Injury Update/ Present Disliking of Clinical Urology
I decided my condition needed another check up. Here’s an update. So strange, so disheartening. It’s hard to stay completely positive about it lately, as hard as I try.
Improvements on left side of shaft. Sensation seems to be slowly coming back, although it still seems to go way down for a time after sex/masterbation. I try to avoid masterbation as much as possible now just because of that.
Right side of shaft- Numb/Sensationless. I never realized until about two weeks ago that all slight improvements I felt ended about less than halfway across my shaft. The right responds as much to touch as the skin on the end of one’s elbow.
One can see the color difference between the two sides also. Maybe more pressure was applied to the right side that fateful night.
To keep a story short, I was concerned about this new development so made a second urologist appointment with someone my dad recommended. To get to know me better, I’m a nineteen year old skinny kid who kinda looks more like a seventeen year old. I’ve always looked younger than my age. So when I saw this urologist, it was in my tendency to be a bit intimidated. I told him this new development, I even gave him a history of the injury (left side, right side, ect)
I told him about the powerjelq and it seemed like the guy totally wrote me off. He started giving a grin of slight disgust/ great disapproval. He wrote off PE and curvature correction entirely even though I didnt even try to support it. The eyes he was giving me when I mentioned the idea of the powerjelq made me feel like an unsure kid giving a class presentation for the first time.
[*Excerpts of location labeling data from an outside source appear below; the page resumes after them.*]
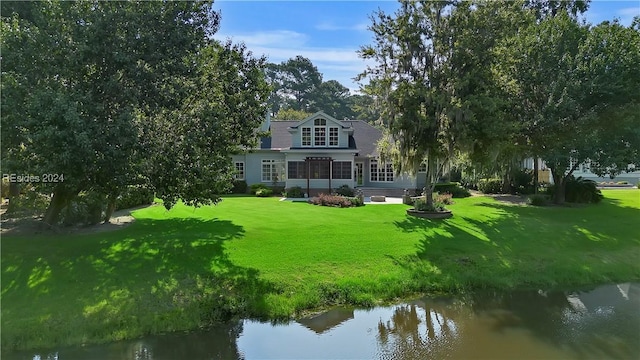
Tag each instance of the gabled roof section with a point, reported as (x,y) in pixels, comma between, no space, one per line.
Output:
(280,137)
(319,115)
(365,137)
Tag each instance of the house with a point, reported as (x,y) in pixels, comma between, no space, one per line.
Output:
(632,176)
(319,154)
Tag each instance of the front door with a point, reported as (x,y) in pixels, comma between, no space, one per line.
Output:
(358,174)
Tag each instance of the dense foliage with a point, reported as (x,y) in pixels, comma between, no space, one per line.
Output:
(128,93)
(578,190)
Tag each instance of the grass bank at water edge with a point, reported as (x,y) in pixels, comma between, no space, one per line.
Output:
(260,257)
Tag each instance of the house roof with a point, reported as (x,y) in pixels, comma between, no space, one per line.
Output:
(280,137)
(364,138)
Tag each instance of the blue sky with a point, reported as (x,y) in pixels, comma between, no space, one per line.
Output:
(330,32)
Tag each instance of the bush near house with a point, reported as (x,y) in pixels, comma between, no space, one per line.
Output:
(5,189)
(335,201)
(452,188)
(490,186)
(345,190)
(255,187)
(239,187)
(294,192)
(579,190)
(443,198)
(522,181)
(264,192)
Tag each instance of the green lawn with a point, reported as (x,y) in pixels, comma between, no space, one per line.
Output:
(265,258)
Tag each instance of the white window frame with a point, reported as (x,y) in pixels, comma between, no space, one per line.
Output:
(382,173)
(276,168)
(239,175)
(331,138)
(310,136)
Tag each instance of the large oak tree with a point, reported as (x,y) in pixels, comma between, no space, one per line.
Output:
(95,90)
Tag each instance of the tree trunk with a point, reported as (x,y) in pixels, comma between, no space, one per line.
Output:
(535,175)
(560,184)
(60,199)
(506,182)
(111,206)
(14,193)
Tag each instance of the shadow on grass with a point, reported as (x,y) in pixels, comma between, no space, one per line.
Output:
(505,253)
(505,246)
(155,276)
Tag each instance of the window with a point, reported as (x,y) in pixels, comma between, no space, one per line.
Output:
(272,170)
(341,170)
(319,170)
(320,136)
(333,136)
(297,170)
(572,163)
(306,136)
(239,175)
(381,173)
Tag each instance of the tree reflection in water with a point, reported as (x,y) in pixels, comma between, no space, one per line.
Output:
(418,330)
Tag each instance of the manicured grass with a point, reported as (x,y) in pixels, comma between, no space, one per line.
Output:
(260,257)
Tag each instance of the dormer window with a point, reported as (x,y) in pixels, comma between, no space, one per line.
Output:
(306,136)
(320,135)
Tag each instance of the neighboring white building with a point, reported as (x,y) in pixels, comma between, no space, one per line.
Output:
(583,170)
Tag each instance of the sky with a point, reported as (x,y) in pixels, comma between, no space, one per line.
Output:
(330,32)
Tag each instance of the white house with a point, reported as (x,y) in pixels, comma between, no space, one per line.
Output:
(320,153)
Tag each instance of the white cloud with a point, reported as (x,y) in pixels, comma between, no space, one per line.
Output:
(329,26)
(267,38)
(341,64)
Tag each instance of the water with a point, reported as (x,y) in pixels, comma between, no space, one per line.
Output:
(596,324)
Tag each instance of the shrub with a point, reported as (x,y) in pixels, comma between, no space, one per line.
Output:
(538,200)
(330,200)
(29,201)
(239,187)
(443,198)
(5,189)
(355,201)
(421,205)
(579,190)
(490,186)
(256,187)
(264,192)
(134,195)
(295,192)
(522,181)
(452,188)
(345,190)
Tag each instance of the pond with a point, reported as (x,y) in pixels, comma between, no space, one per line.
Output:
(598,323)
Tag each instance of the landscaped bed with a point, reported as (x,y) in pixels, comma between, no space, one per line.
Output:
(260,257)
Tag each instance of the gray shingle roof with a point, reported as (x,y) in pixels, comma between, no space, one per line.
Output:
(364,137)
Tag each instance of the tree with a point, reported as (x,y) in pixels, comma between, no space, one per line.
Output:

Basically, he said it’s in my head. He said there can’t be any damamge after the check up because there is no sign of scar tissue. I re-stated that the right side of shaft was still numb, and he re-stated that everything looked to be in shape. I asked him about tissue death/nerve death, and he just said that everything was in line once more and that it was all in my head.
Disgust. .Embarrassment. Deep Hurt. Anxiety. Waning Hope.
I haven’t cried in over a year and when I left that place i cried tears of anger and frustration.
I don’t know where to go next. I want to just forget about my guy down there entirely but I can’t help but think about it at least once in every while.
Three months and the right side of my shaft is numb. Does anyone have any thoughts about this, any recommendations? Should I see a nerve specialist? Is it possible/plausible that the right side of my shaft went through nerve death through a eight minute stretching on the sides debacle with the power jelqer? I keep reading about different types of nerve surgery/treatment, but can that apply to the penis?
I’m really lost. Clinical urology just let me down, my dad says I should just let it go and that there is no problem. But the truth is that I just need a little direction. I really am so grateful for you guys, even as I keep coming back and coming back. One day when everything turns out alright, and even if it doesn’t, I’ll be able to return the favor somehow.